Arcturus and the Foxes.

For the first time since October, blackbird song woke me before my alarm; a bar had been crossed.
The strange, unprecedented February heatwave triggered synapses alert to a season far more advanced than it actually was. It tripped a search, all senses primed, for joyful, familiar markers, a litany learnt and ingrained over decades. It is glorious. It is premature. It is not late April.
We scanned the village pond for signs of frogspawn and found none yet – but the frogs were there. Under green water, a princely webbed hindfoot waved and sculled away. The white seedheads of Old Man’s Beard, or ‘betwine’ lay thick as snow, masquerading as jelly-eyed frogspawn. A blossom out of season.

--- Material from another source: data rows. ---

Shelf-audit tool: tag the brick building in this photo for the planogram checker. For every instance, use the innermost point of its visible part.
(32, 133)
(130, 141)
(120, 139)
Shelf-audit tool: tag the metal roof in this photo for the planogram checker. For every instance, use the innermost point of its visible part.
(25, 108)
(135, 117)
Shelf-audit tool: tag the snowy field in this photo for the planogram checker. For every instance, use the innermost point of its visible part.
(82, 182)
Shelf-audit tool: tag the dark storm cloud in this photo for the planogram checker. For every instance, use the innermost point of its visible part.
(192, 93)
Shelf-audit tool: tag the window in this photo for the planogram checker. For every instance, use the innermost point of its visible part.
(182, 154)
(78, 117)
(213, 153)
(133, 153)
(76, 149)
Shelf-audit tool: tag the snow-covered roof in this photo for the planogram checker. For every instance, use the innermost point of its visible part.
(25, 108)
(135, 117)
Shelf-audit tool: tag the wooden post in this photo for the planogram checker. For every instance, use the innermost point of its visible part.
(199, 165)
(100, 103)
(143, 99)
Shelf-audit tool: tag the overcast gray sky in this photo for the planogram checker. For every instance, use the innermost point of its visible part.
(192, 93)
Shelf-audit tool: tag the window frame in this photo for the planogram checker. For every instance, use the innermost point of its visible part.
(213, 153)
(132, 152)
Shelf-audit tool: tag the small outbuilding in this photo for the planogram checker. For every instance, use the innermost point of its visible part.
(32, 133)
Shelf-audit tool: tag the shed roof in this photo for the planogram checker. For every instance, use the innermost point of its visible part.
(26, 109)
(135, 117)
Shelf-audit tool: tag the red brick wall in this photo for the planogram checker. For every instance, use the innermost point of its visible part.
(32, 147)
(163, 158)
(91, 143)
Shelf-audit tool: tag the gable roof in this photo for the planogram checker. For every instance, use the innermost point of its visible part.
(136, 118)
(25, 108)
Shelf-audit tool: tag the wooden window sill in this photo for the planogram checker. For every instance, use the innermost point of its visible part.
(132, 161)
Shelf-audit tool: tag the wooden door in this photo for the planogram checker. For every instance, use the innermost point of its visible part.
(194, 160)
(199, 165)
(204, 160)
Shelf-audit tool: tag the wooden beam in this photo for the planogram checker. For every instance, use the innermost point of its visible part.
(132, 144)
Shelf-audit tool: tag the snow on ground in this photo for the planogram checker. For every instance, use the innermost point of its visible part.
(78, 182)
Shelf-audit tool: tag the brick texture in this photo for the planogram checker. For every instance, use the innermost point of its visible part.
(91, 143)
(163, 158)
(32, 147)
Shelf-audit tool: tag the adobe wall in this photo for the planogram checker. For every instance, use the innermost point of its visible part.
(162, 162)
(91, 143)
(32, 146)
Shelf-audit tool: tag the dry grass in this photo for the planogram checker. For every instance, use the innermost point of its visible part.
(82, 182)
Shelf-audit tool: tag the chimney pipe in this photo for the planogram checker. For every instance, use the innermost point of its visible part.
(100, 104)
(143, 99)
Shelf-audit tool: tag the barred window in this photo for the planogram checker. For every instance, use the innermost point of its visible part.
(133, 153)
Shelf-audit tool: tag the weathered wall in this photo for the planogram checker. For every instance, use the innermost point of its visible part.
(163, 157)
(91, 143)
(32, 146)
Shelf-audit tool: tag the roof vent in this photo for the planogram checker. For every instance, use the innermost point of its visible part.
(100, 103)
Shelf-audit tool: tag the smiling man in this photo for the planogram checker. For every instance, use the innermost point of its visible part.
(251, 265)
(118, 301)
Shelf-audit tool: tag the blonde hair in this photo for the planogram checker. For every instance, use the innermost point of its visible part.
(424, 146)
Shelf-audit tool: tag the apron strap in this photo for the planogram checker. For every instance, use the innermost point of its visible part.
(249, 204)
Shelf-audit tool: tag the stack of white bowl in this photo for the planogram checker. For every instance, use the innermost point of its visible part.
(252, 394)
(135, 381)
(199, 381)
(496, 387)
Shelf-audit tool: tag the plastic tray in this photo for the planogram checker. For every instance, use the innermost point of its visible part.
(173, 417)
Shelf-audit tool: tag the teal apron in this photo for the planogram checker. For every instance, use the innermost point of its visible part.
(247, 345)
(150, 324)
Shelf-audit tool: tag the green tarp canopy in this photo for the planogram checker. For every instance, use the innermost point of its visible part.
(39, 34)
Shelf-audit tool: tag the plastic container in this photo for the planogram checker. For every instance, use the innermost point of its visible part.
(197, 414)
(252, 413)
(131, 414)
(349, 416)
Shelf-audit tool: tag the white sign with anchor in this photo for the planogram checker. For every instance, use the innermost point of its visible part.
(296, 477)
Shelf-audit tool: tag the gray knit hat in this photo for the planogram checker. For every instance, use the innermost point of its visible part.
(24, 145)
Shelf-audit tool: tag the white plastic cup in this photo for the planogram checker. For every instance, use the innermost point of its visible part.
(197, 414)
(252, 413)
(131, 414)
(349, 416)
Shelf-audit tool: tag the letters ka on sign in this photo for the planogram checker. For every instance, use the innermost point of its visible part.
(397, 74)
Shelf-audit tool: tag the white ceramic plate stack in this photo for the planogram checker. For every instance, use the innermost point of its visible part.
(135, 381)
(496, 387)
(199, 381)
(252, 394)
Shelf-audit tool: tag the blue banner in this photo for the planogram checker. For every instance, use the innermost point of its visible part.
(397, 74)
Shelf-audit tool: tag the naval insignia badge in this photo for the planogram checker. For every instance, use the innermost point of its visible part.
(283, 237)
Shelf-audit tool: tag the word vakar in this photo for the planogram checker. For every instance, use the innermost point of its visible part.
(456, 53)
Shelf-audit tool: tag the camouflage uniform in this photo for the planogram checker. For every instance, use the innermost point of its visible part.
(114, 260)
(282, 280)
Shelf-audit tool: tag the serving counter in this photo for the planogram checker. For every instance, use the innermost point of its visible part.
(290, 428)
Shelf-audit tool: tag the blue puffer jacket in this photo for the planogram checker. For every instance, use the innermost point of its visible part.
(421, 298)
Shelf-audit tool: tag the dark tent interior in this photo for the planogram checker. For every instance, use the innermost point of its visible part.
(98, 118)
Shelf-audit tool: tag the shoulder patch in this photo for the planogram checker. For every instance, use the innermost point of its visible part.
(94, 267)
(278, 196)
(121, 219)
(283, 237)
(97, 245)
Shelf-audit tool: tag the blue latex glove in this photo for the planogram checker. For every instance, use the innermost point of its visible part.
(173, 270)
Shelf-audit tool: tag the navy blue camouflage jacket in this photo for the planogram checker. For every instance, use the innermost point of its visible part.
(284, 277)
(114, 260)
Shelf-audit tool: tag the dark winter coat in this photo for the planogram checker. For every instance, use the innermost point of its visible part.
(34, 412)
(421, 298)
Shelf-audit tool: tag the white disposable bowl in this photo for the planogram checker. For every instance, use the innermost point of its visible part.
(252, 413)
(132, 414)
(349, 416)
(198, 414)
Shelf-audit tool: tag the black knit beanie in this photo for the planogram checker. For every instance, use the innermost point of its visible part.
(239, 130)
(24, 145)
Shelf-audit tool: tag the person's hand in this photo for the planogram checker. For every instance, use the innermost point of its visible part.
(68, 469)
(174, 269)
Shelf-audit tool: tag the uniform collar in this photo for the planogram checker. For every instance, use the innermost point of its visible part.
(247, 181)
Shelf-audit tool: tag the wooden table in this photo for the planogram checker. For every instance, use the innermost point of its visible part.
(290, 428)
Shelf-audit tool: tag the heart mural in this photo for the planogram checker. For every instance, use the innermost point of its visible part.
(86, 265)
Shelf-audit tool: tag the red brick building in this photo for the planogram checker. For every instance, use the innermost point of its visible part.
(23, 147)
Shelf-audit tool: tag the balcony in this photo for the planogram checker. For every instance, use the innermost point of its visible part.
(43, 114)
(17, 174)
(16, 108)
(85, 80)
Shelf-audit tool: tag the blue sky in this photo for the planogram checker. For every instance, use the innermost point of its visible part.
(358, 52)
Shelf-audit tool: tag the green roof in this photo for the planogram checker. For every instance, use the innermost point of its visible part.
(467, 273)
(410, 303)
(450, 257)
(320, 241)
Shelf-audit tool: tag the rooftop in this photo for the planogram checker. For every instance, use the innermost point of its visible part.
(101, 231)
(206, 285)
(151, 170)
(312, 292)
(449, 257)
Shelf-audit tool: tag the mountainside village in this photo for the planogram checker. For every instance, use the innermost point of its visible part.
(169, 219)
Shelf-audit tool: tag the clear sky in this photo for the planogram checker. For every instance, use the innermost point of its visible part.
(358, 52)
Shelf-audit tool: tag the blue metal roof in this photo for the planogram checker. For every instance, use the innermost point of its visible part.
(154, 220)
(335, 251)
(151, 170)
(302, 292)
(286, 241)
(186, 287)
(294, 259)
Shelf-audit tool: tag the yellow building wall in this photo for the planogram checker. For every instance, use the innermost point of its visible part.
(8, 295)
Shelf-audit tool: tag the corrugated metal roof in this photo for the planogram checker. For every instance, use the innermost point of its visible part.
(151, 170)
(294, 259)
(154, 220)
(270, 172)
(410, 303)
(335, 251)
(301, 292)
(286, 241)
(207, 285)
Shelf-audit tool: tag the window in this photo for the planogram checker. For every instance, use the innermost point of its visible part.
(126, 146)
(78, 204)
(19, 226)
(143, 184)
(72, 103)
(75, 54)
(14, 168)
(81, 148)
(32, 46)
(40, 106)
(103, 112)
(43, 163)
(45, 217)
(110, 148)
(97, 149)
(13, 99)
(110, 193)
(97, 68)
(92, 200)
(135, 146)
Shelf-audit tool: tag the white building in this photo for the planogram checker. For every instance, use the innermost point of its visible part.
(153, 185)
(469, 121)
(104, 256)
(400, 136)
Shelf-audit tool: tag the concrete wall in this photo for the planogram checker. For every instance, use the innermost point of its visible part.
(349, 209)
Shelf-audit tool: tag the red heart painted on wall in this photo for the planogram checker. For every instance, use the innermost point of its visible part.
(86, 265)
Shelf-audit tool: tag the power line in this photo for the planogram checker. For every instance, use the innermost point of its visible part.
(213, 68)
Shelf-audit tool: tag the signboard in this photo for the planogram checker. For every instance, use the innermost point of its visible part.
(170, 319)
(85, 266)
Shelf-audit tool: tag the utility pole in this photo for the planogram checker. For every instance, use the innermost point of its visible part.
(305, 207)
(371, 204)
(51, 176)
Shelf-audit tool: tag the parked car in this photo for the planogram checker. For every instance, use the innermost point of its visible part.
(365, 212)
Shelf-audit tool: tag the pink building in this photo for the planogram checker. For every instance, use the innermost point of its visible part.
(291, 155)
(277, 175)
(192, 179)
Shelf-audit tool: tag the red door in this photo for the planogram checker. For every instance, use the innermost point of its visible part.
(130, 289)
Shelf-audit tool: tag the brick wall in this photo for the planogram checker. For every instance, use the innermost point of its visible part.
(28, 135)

There were a few celandines and the quince began to bud tiny red boxing gloves; flowers it was not yet ready to let go. Tightly balled handkerchiefs of tension. The only blackthorn blossom was in the towns, snowy on the roundabouts and dual carriageways, where it could bloom and berry and complete its purpose, away from the tractor and its flail.
Above them were the basket-roofed nests of magpies, hoofed into trees like lost footballs, the middle winded out of them.
Against a swimming pool sky, I expected swallows and house martins, but we were weeks off that. The hot blue sky empty of birds didn’t correlate. There was a juxtaposition, a world turned upside down. It felt too much like presentiment. A power point slide of the near-future.

But here came the brimstone butterflies, tumbling out of the ivy, up off the warming earth as if the primrose petals couldn’t sit still for joy and took off. A comma butterfly rested on a wall and the bees woke up. Half an hour in the garden and there were white and buff-tailed bumble bees and a hairy-footed flower bee, ginger legs dangling over the hellebores.
Past sunset and it was still 12 degrees. I went through pockets of damp mist chill and sudden rises in temperature. I put my hand down to feel the days’ heat emanating: a hand on the brow of the feverish earth.
I went to bed uneasy, my cheeks burning.

The foxes woke me up. A vixen screaming loudly by the wood, and the woo-oo-oo of two dog foxes coming closer from opposite directions. There was a ruckus of yowls and screams. I leant out the window but all was dark. A car pulled up the lane and the headlights swept the field and caught the molten-orange eye-blink of vulpine eyes, 100m away. Tawny owls called from each corner of the wood and all points inbetween. A muntjac joined in the barking and set next door’s terriers off. The stars seemed unnaturally bright and close. Orion cartwheeled over the lane and the spring star Arcturus twinkled orange red. A celestial fox eye caught in a headlamp.